Despite a lawsuit and threats from the securities industry and the federal government to cut off its credit, the City Council in Richmond, California voted this morning to take another step forward in a plan to seize underwater mortgages using eminent domain. Richmond has already sent letters to 32 mortgage servicers offering to buy 624 mortgages at the actual value of the collateral property, often a fraction of the outstanding principal balance. The intent is to restructure the performing loans to reflect their actual collateral value and repackage them for sale on the secondary market.
The letters, along with Richmond's implied intent to take the mortgages by eminent domain if servicers did not sell them voluntarily, has prompted a suit seeking a preliminary injunction against the city filed by Wells Fargo and Deutsche Bank.
Today's council vote endorses a proposal from Mayor Gayle McLaughlin which will establish a Joint Powers Authority to coordinate with other cities in expanding the plan which is being promoted in many cities in California and elsewhere by Mortgage Resolution Partners (MRP). The investor group hopes to work with the cities in the actual restructure and re-securitization of loans, and according to some reports, expects to make in excess of $4,000 each. The vote does not authorize the use of eminent domain, this would require a supermajority vote of the council.
When the eminent domain plan was first unveiled by San Bernardino (California) County over a year ago it triggered strong pushback from the securities industry, especially SIFMA, its trade organization. SIFMA has repeatedly stated that residents of any city pursuing such a plan would find it difficult to obtain mortgage credit. This threat has been reinforced by the Federal Housing Finance Agency which has stated it would not allow Fannie Mae and Freddie Mac for which it is conservator to guarantee or purchase residential loans in such jurisdictions.
Since San Bernardino came forward with its proposal other California cities, North Las Vegas, Chicago, and Brockton, Massachusetts announced similar plans. Most have now said they do not intend to proceed.

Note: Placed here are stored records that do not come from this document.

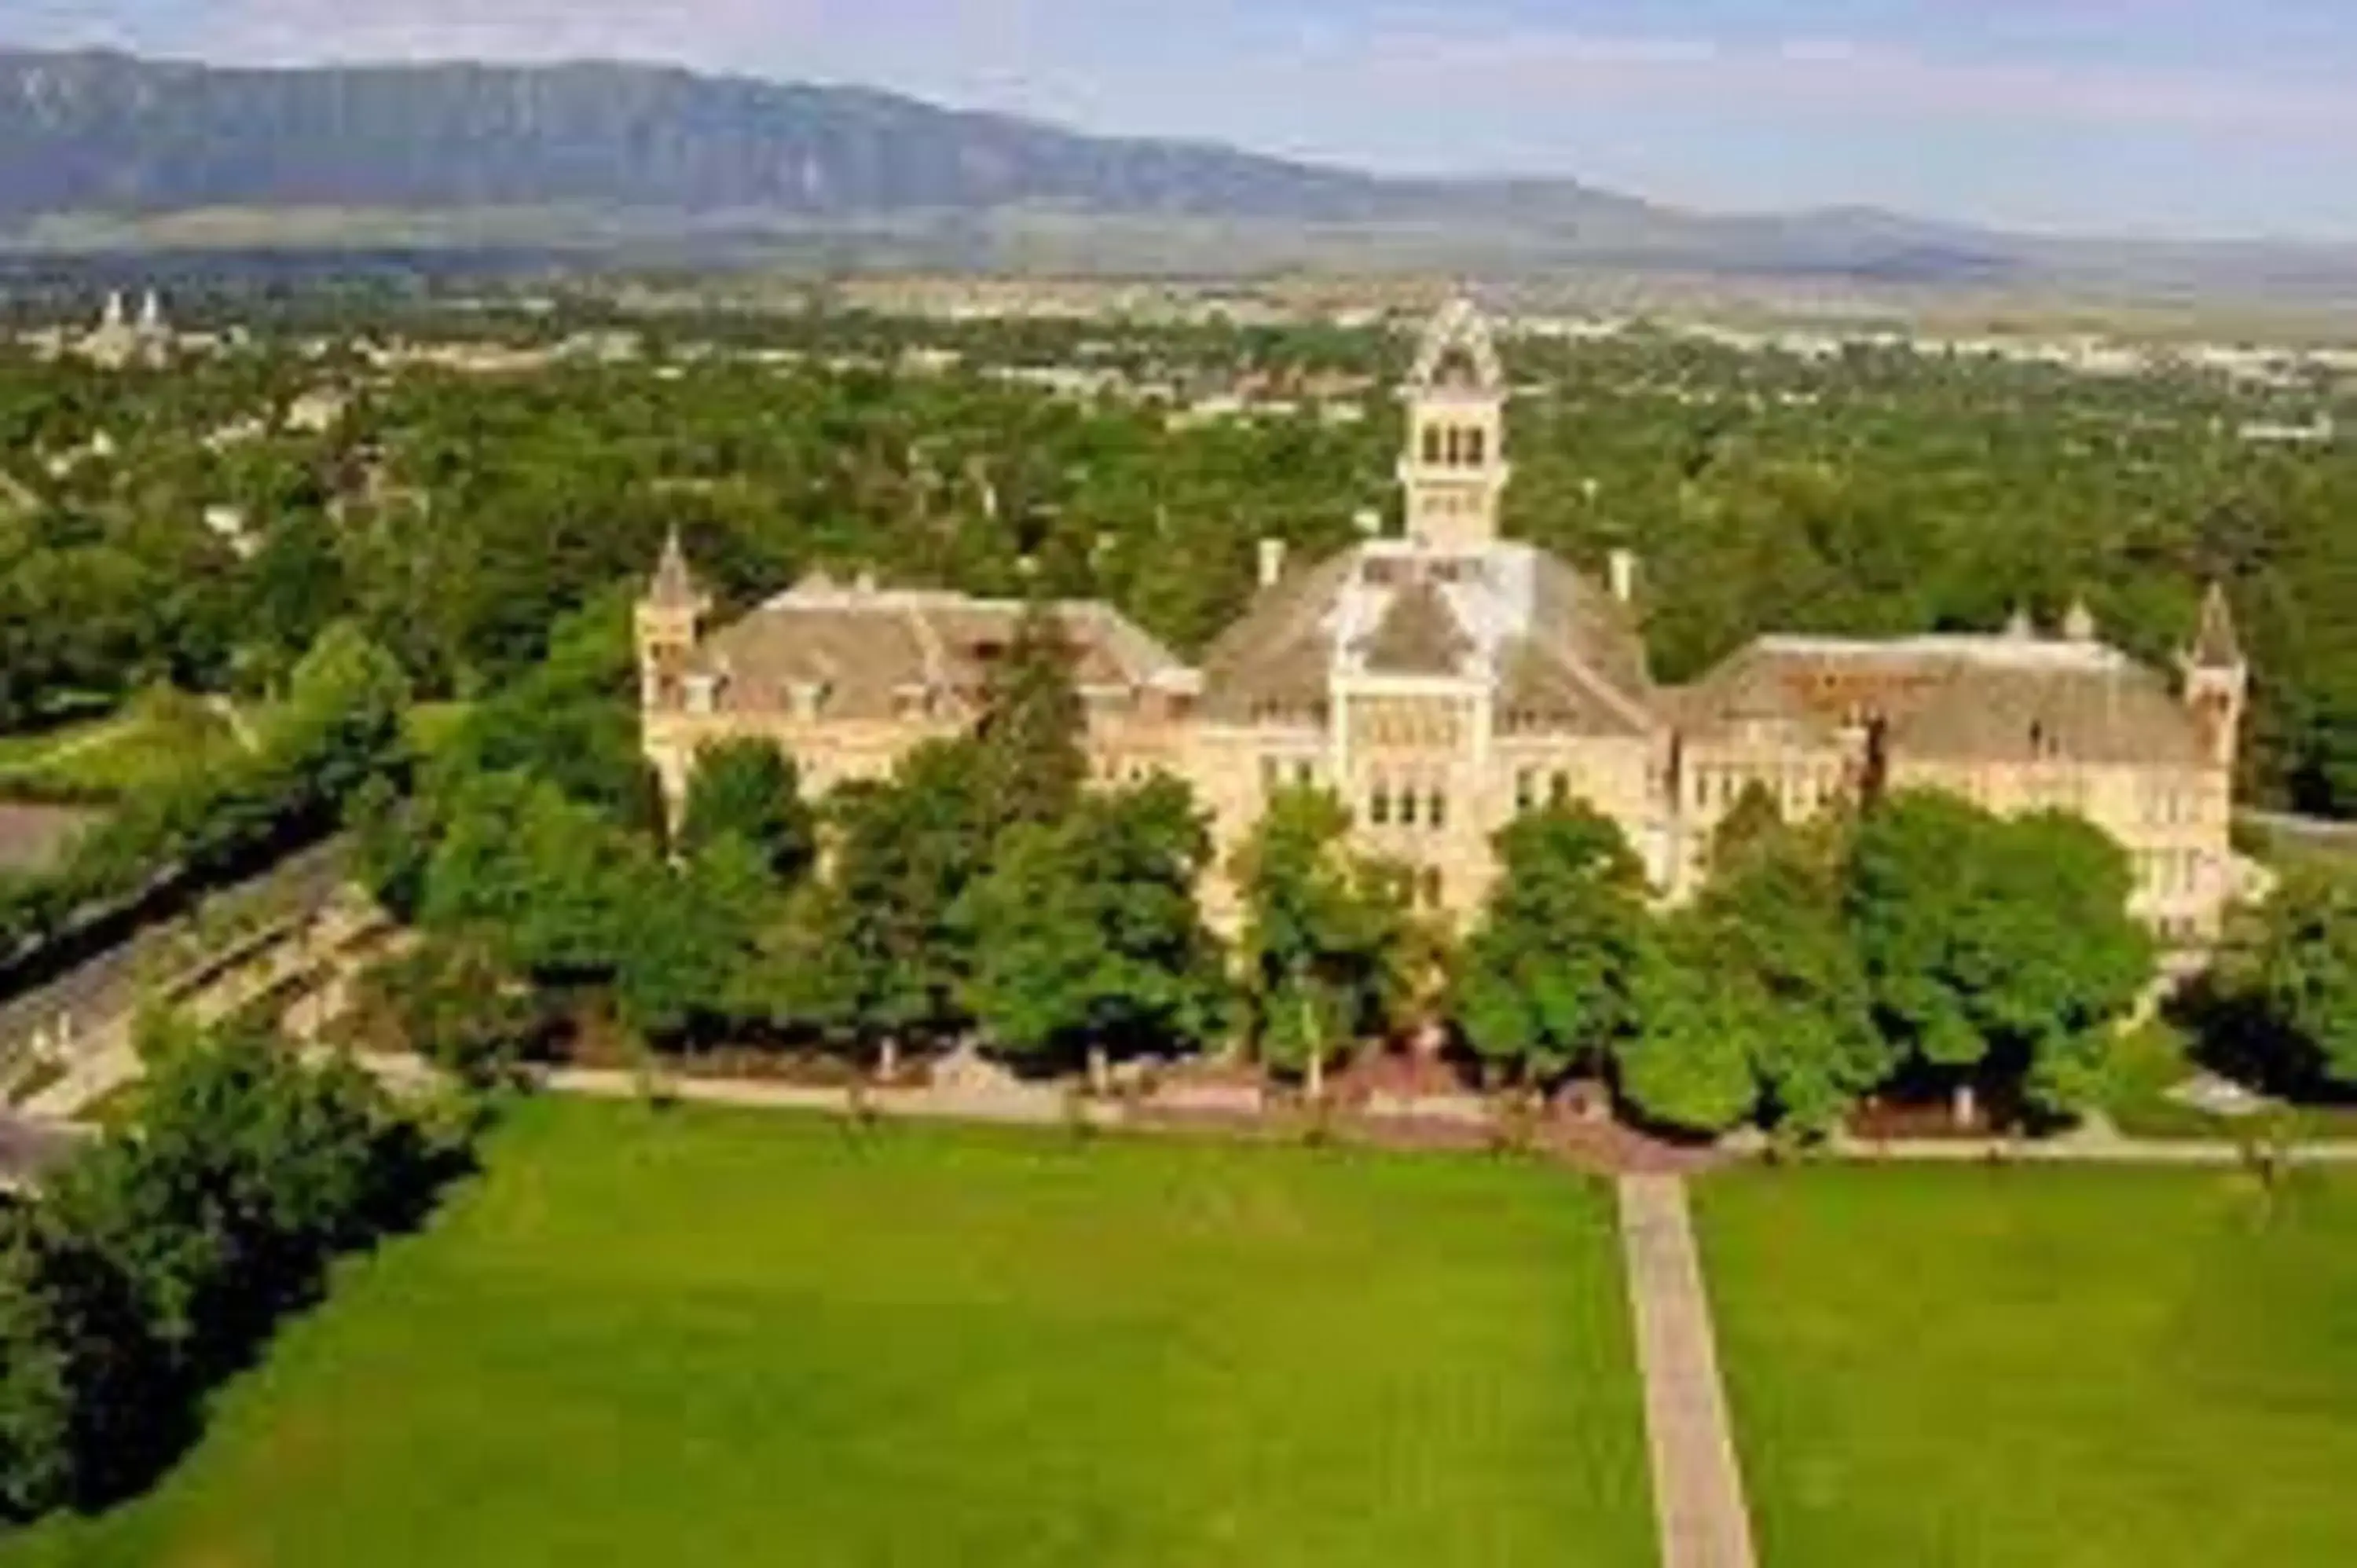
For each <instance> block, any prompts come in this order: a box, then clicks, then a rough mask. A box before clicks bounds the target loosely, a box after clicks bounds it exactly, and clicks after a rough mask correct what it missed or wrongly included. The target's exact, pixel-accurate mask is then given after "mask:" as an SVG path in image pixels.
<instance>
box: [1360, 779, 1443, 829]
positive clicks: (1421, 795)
mask: <svg viewBox="0 0 2357 1568" xmlns="http://www.w3.org/2000/svg"><path fill="white" fill-rule="evenodd" d="M1367 823H1369V825H1374V828H1391V825H1393V823H1398V825H1400V828H1428V830H1433V832H1438V830H1442V828H1447V825H1450V795H1447V790H1442V788H1438V785H1433V788H1417V785H1412V783H1409V785H1398V788H1393V785H1391V783H1388V780H1376V785H1374V788H1372V790H1369V792H1367Z"/></svg>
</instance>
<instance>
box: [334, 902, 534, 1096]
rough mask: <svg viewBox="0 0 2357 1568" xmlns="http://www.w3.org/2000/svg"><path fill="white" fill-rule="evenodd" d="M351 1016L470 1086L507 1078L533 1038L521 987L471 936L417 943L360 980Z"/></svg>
mask: <svg viewBox="0 0 2357 1568" xmlns="http://www.w3.org/2000/svg"><path fill="white" fill-rule="evenodd" d="M356 1012H358V1016H361V1019H382V1021H384V1026H387V1028H389V1030H391V1033H394V1035H396V1037H398V1040H401V1045H403V1047H405V1049H410V1052H415V1054H420V1056H424V1059H427V1061H431V1063H436V1066H438V1068H443V1070H448V1073H455V1075H457V1078H460V1080H464V1082H471V1085H488V1082H497V1080H502V1078H507V1075H509V1073H511V1070H514V1068H516V1063H521V1061H523V1056H526V1052H528V1049H530V1047H533V1037H535V1035H537V1033H540V1026H542V1021H540V1007H537V1004H535V1000H533V995H530V990H528V988H526V986H523V981H521V979H519V976H516V974H514V971H511V969H509V967H507V964H502V962H500V960H497V955H495V953H493V950H490V943H486V941H481V938H476V936H431V934H429V936H424V938H422V941H420V943H417V946H415V948H410V950H408V953H403V955H398V957H391V960H384V962H379V964H375V967H372V969H368V974H363V976H361V995H358V1004H356Z"/></svg>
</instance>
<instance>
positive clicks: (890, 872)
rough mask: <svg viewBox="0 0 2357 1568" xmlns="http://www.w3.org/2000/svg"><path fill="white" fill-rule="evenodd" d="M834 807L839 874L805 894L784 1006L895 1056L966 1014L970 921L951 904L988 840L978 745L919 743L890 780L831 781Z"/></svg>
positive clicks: (987, 832)
mask: <svg viewBox="0 0 2357 1568" xmlns="http://www.w3.org/2000/svg"><path fill="white" fill-rule="evenodd" d="M830 816H832V818H834V875H832V877H830V879H827V882H825V884H823V887H820V889H818V894H816V896H813V898H811V901H806V903H804V905H801V924H799V931H797V934H794V946H797V948H799V953H801V955H804V962H799V964H797V967H794V971H792V976H787V979H790V988H787V995H785V997H783V1012H787V1014H790V1016H792V1019H794V1021H806V1023H813V1026H818V1028H823V1030H830V1033H837V1035H846V1037H853V1040H865V1042H872V1045H877V1047H882V1052H884V1056H886V1061H891V1059H893V1056H896V1052H898V1047H900V1045H903V1042H907V1040H912V1037H926V1035H933V1037H938V1035H948V1033H955V1030H957V1028H962V1026H964V1023H966V1012H964V988H966V976H969V974H971V931H969V929H966V927H964V924H962V922H959V920H957V915H955V910H957V905H959V898H964V894H966V889H969V887H971V884H973V882H976V879H978V877H981V875H983V870H985V868H988V863H990V844H992V823H990V811H988V804H985V797H983V785H981V757H978V745H976V743H973V740H933V743H926V745H919V747H917V750H915V752H910V755H907V757H903V759H900V766H898V769H893V776H891V778H889V780H884V783H863V785H849V788H844V790H837V792H834V795H832V797H830Z"/></svg>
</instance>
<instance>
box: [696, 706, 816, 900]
mask: <svg viewBox="0 0 2357 1568" xmlns="http://www.w3.org/2000/svg"><path fill="white" fill-rule="evenodd" d="M731 835H733V837H738V839H742V842H745V844H750V846H752V849H754V854H759V858H761V863H764V865H766V868H768V875H771V877H775V879H778V882H787V884H792V882H801V877H804V875H806V872H808V870H811V863H813V861H816V858H818V825H816V818H813V813H811V809H808V804H804V799H801V783H799V778H797V776H794V764H792V759H790V757H787V755H785V752H780V750H778V747H775V745H771V743H768V740H724V743H721V745H712V747H705V750H702V752H698V755H695V776H693V778H688V802H686V811H684V813H681V823H679V849H681V854H686V856H691V858H693V856H698V854H700V851H705V849H709V846H712V844H717V842H719V839H721V837H731Z"/></svg>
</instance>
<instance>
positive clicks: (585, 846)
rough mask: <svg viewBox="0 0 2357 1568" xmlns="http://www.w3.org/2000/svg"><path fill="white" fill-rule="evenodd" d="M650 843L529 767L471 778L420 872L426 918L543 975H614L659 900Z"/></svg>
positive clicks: (547, 976) (441, 927)
mask: <svg viewBox="0 0 2357 1568" xmlns="http://www.w3.org/2000/svg"><path fill="white" fill-rule="evenodd" d="M660 882H662V865H660V863H658V861H655V854H653V846H651V844H648V842H646V839H641V837H636V835H629V832H625V830H622V828H618V825H615V823H613V821H610V818H606V816H603V813H599V811H596V809H594V806H587V804H580V802H575V799H568V797H566V795H563V792H561V790H559V788H556V785H552V783H544V780H540V778H530V776H523V773H483V776H476V778H471V780H469V783H467V785H464V788H462V790H460V795H457V799H455V802H453V804H450V811H448V825H445V830H443V835H441V842H438V844H436V846H434V858H431V861H429V865H427V875H424V898H422V905H420V922H422V924H424V927H427V929H431V931H453V934H457V931H471V934H476V936H481V938H483V941H486V943H488V946H490V948H493V953H497V955H500V960H502V962H507V964H511V967H516V969H519V971H523V974H528V976H533V979H540V981H608V979H613V974H615V971H618V969H620V967H622V960H625V955H629V953H632V950H634V948H639V946H641V941H643V936H646V931H643V929H641V910H643V908H646V905H648V903H651V901H653V898H660V896H662V891H660Z"/></svg>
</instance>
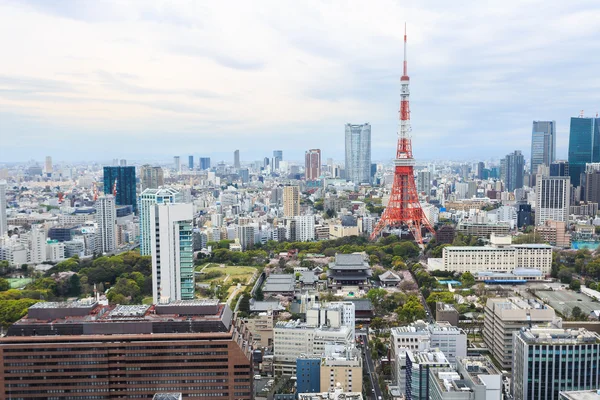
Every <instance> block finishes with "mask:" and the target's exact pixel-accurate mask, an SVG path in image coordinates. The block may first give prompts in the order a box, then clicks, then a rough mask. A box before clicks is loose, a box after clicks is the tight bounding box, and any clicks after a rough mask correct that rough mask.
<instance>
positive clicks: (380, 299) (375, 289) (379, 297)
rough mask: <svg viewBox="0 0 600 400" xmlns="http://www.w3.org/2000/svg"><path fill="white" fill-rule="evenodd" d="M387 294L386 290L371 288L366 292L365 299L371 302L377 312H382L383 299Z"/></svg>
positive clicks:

City council members opposed to the plan said that using eminent domain would put Richmond at risk of expensive lawsuits that could destroy the city's finances as well as tightened and more expensive access to credit. NBC News said that Richmond had no takers last month when the successor to its redevelopment agency put $34 million of bonds up for sale to refinance previous debt. The eminent domain plan had been disclosed to the U.S. municipal bond market.
Reuters quoted McLaughlin as saying Richmond's residents have been "badly harmed by this housing crisis." She defended the plan and the partnership with MRP during a heavily attended and often contentious city council meeting that actually began on Tuesday evening saying, "Too many have already lost their homes."
The first hearing on the Well Fargo/Deutsche Bank suit will be held on Thursday in U.S. District Court.